In one of my favourite episodes of The West Wing, Josh Lyman, who’s in the midst of running a tight presidential campaign, is handed a piece of paper with new poll results. He reviews them at his desk, pops up and yells, “We’ve got The Big Mo!” (referring to a swing in the campaign’s momentum). He then jumps into action, reworking campaign stops, organizing rallies and contacting the media.
Momentum is key to his work. It’s also key to building a strong community. There’s momentum in Jewish education and we need to use it as a catalyst for taking more and more bold steps.
In the weeks following TanenbaumCHAT’s announcement of its affordability initiative, intended to drop tuition by nearly a third, Netivot HaTorah announced that next year’s tuition would remain the same as this year’s — the first time in memory that a school has kept its tuition stable — and Bnei Akvia Schools announced an unconditional subsidy that will allow families to reduce their tuition by over $4,000. This is the beginning of The Big Mo.
I first clued into the signs of this upswing in momentum when a father called me shortly after the announcements. He said that although it was something he had wanted for his kids, he had ruled out a day school education because of the cost. He was watching the announcements closely and, while his children would not be eligible for any of the programs announced, he was optimistic that the system could tackle the affordability challenge in big, strong ways, and was considering enrolling his kids. He explained that while he had seen small interventions in the past — the iCap pilots and other, smaller programs — the recent moves set a different tone.

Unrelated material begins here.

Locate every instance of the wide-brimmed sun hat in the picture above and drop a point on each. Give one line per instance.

That father wasn’t the only one to call. Grassroots groups of parents and students from York Region, north of Toronto, who are impacted by the merger of TanenbaumCHAT’s campuses and are mobilizing to strengthen the education system, are part of the momentum that’s needed to improve Jewish eduction.
New inquiries and applicants, increased activism, decreased attrition and increased philanthropic investments are signs of ‘The Big Mo’ in day school education.
Momentum, however, isn’t enough. Each initiative is a first step towards strengthening our education system, ensuring its accessibility to the full breadth of our community and further growing participation. No one initiative is enough and our community and institutions need to keep moving forward.
But the momentum has spurred new ideas and a sense of entrepreneurship in education. Schools are considering new tuition models, to ensure the accessibility of day school education to middle-income families. Parents and activists are drawing up ideas for specialized tracks, focused on entrepreneurship, engineering and the arts; others have come forward with ideas for partnerships with the public school system, to offer new Jewish educational models; initial plans for blended learning and other reduced-cost day schools have started to be developed; and philanthropists are raising their hands to help catalyse change through affordability and sustainability.
As in Lyman’s political campaign, momentum is critical for Jewish education. Kids want to participate in growing programs, parents want to enrol their children in dynamic activities and philanthropists want to invest in institutions that are vibrant and meeting the needs of today’s community. The responsibility falls upon us as a community – federations, institutions, educators, parents and other activists – to build on the momentum in new and exciting ways, and take the next step to ensure that the father who called me can, in fact, send his kids to day school.
There is still much to be done. Capitalizing on The Big Mo will require more people to step up, more innovation, more social entrepreneurship and greater investment in strengthening the system.
Daniel Held is executive director of the Julia and Henry Koschitzky Centre for Jewish Education at UJA Federation of Greater Toronto.